Its a hybrid of questionable origins. So it has a trade name, not a scientific name.


----------



## Dykemyster (Jul 30, 2003)

There are some typical circumstances that can arise in an all male Peacock tank and I will briefly list some of the most common:

1) Certain yellow peacocks (sunshine types) may not tolerate anything that is bright orange or red. Often times baenschi are just this fish and sometimes they cannot be kept with Ruby Reds, Maleri & dragon blood. If you love your baenschi and you are looking for a way to calm him down see #3.

2) Hyper Aggressive Male, this is usually due to not having enough fish in the tank but there are some peacocks that just seem to be more common repeat offenders, here is a quick list and it is just from my experience: baenschi, stuartgranti red shoulder, OB (hybrid peacock) and jacobfreibergi. Doesn't mean these will always be the most aggressive but they do seem to be more common offenders.

3) Jakes tend to get very large and sometimes they can be great tank mates for a year or two but eventually they can outgrow the competition and that is why I have always found that if you like Jakes to keep atleast 3 of them and 4 is even better and this seems to spread the aggression out long term. Side note: when keeping several jakes in the same tank I have noticed it can calm down some of the more aggressive non-jake types.

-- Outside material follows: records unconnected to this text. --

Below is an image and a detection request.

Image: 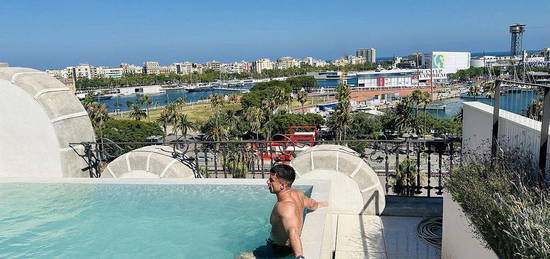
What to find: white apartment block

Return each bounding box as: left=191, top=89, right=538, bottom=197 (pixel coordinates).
left=330, top=57, right=348, bottom=66
left=276, top=57, right=300, bottom=69
left=143, top=61, right=160, bottom=75
left=252, top=58, right=275, bottom=74
left=301, top=57, right=328, bottom=67
left=66, top=64, right=97, bottom=79
left=175, top=62, right=195, bottom=75
left=206, top=60, right=222, bottom=71
left=159, top=66, right=174, bottom=75
left=221, top=60, right=250, bottom=73
left=346, top=56, right=367, bottom=65
left=542, top=48, right=550, bottom=61
left=120, top=63, right=143, bottom=75
left=46, top=69, right=69, bottom=79
left=96, top=67, right=123, bottom=78
left=355, top=48, right=376, bottom=64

4) There are many other peacocks that I did not originally have on my list and many of them that are not on the list do not show their best colors when kept in an all male tank and sport their best colors when kept in a species only tank. Here is a quick list of some of the ones that I tend not to recommend (does not mean you can't give them a try if you like them):
maylandi 
kandeensis
chitende 
rostratum
If you have your heart set on one of these listed above try making them one of the original fish and try to make it one of the largest most dominant and this will give them the best chance at getting really good color and keeping it.

tripnbili, you are welcome on the fish and we hope to see you soon!

Happy Holidays


----------



## Fisherman727 (Sep 20, 2008)

Erik,

Given your comments, I have a question for you. I have attempted, more than once, to keep an Albino Eureka Red male in an all male Malawi Peacock tank. Invariably, the albino is killed within a day or two. Looking back, I believe that there was a least one Sunshine Peacock in these tanks.

I never observed the aggression perpetrated towards the albino fish. I would generally find the dead fish during a morning check of the tank. In all cases, the fishes were in a 90 gallon or 125 gallon show tank.

I would welcome your thoughts on this.

Thank you.


----------